# FS Electric Eels



## weirdboyrox (Apr 27, 2010)

Got these guys a while ago from Richard, thinking of changing into a planted tank with other fish. Selling all 3 electric eels for 100 each.


----------



## jamez&becca (Apr 22, 2010)

how big are these guys


----------



## weirdboyrox (Apr 27, 2010)

around 2'4" each.


----------



## weirdboyrox (Apr 27, 2010)

Bump for the day


----------



## weirdboyrox (Apr 27, 2010)

Price drop to 80.00 each.


----------



## weirdboyrox (Apr 27, 2010)

bump for the day


----------



## snow (Apr 21, 2010)

aww this is SO tempting. I'll have to see how much money I have left after the salt tank is running.

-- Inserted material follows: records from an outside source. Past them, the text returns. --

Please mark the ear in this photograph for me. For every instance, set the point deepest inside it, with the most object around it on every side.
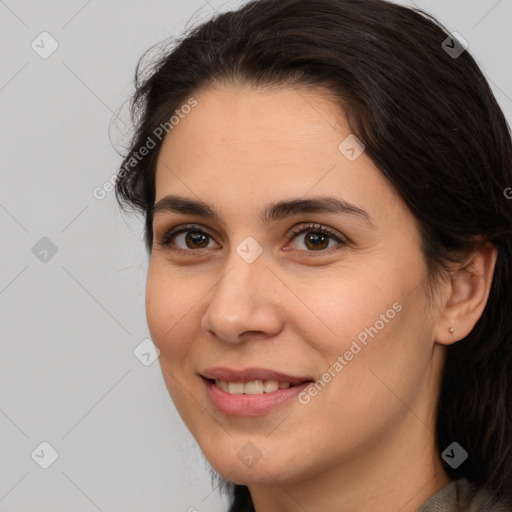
(467, 292)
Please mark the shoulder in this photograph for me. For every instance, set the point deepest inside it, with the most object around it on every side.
(463, 496)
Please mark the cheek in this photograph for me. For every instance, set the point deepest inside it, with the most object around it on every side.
(169, 306)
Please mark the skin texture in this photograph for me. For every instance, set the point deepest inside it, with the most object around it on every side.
(366, 441)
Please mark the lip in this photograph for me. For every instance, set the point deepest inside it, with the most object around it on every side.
(250, 405)
(253, 373)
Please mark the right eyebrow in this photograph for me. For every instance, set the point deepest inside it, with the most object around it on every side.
(272, 212)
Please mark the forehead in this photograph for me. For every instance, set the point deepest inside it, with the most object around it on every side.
(261, 145)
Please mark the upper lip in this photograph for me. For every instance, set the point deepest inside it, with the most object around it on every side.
(250, 374)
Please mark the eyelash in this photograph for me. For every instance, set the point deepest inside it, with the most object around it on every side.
(166, 238)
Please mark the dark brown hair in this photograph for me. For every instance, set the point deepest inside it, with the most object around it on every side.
(430, 123)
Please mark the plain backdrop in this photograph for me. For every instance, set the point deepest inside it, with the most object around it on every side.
(73, 268)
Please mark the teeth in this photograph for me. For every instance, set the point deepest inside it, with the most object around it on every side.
(254, 387)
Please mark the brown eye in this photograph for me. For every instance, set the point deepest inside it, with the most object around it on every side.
(317, 237)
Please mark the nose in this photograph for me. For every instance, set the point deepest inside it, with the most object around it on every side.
(244, 303)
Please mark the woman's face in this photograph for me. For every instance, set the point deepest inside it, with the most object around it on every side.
(238, 290)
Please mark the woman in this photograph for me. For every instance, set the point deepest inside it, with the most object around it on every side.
(324, 190)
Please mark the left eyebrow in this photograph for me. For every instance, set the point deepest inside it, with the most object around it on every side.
(272, 212)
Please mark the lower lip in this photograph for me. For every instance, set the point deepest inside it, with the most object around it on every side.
(250, 405)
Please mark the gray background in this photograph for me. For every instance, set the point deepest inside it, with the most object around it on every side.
(69, 325)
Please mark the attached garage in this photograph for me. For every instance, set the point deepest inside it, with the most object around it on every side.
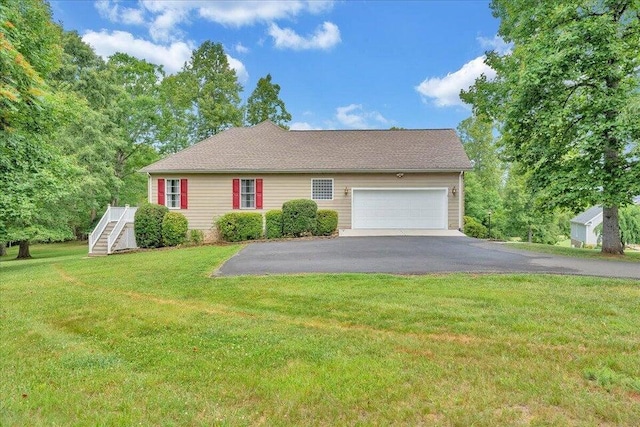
(399, 208)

I'll check with you late next week to see if you still have them. Are there discounts if you buy all three?


----------



## weirdboyrox (Apr 27, 2010)

snow said:


> aww this is SO tempting. I'll have to see how much money I have left after the salt tank is running. I'll check with you late next week to see if you still have them. Are there discounts if you buy all three?


yup


----------



## H . (Apr 23, 2010)

could you post a full body picture of them? thanks.


----------



## weirdboyrox (Apr 27, 2010)

H . said:


> could you post a full body picture of them? thanks.

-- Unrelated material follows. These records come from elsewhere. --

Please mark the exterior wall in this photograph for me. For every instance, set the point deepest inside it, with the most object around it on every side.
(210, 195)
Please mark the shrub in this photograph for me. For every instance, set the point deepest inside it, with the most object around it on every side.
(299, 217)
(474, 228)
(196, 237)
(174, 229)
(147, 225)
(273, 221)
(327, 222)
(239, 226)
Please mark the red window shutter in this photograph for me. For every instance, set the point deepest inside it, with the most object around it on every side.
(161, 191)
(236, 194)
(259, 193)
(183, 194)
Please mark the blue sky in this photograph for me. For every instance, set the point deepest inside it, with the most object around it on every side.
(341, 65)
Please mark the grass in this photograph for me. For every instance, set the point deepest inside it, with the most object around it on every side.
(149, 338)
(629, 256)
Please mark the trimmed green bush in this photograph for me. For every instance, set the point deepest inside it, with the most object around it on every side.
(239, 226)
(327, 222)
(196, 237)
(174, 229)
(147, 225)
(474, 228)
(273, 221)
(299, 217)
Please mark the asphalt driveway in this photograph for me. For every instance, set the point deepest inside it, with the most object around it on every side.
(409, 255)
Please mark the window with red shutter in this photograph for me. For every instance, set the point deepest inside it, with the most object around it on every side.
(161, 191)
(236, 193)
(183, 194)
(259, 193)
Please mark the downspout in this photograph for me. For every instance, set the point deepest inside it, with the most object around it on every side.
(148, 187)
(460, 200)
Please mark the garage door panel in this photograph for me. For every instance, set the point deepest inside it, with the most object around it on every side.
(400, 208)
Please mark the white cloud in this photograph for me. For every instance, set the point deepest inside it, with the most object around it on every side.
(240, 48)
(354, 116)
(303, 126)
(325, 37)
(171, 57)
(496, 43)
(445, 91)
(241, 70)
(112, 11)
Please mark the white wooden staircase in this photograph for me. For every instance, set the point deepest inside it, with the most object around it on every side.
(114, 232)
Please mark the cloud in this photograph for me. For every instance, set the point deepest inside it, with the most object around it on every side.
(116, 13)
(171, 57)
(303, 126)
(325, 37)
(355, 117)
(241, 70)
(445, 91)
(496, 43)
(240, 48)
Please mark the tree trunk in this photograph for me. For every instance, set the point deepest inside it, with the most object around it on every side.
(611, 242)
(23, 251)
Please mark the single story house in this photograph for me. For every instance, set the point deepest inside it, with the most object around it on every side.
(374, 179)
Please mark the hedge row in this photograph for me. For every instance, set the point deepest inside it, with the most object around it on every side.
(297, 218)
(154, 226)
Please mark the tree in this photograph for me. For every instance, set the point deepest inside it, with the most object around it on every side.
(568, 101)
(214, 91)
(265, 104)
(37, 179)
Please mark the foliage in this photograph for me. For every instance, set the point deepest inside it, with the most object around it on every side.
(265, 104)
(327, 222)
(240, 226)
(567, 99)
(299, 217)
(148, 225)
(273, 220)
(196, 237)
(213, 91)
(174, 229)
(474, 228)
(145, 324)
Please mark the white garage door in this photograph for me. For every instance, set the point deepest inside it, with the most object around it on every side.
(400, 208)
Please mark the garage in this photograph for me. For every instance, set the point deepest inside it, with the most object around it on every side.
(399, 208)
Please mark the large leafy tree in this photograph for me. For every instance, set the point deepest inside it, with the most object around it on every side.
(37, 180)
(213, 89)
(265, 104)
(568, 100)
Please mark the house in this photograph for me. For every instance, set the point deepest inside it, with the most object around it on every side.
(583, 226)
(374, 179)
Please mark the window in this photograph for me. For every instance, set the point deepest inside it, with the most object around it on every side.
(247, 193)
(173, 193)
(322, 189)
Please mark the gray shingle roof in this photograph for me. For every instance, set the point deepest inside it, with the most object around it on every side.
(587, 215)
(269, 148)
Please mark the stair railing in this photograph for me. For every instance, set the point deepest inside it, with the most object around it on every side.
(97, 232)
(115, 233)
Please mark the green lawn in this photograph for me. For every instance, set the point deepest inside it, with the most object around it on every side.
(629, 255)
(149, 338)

No problem, but did the best I can. Hard to take a bull body picture of these extremely elongated fish.


----------



## H . (Apr 23, 2010)

Thanks a lot.


----------



## weirdboyrox (Apr 27, 2010)

you're welcome and bump for the day


----------



## weirdboyrox (Apr 27, 2010)

bump for the day


----------



## weirdboyrox (Apr 27, 2010)

lowered the price to 70.00 each.


----------



## weirdboyrox (Apr 27, 2010)

Still bumping up for the day


----------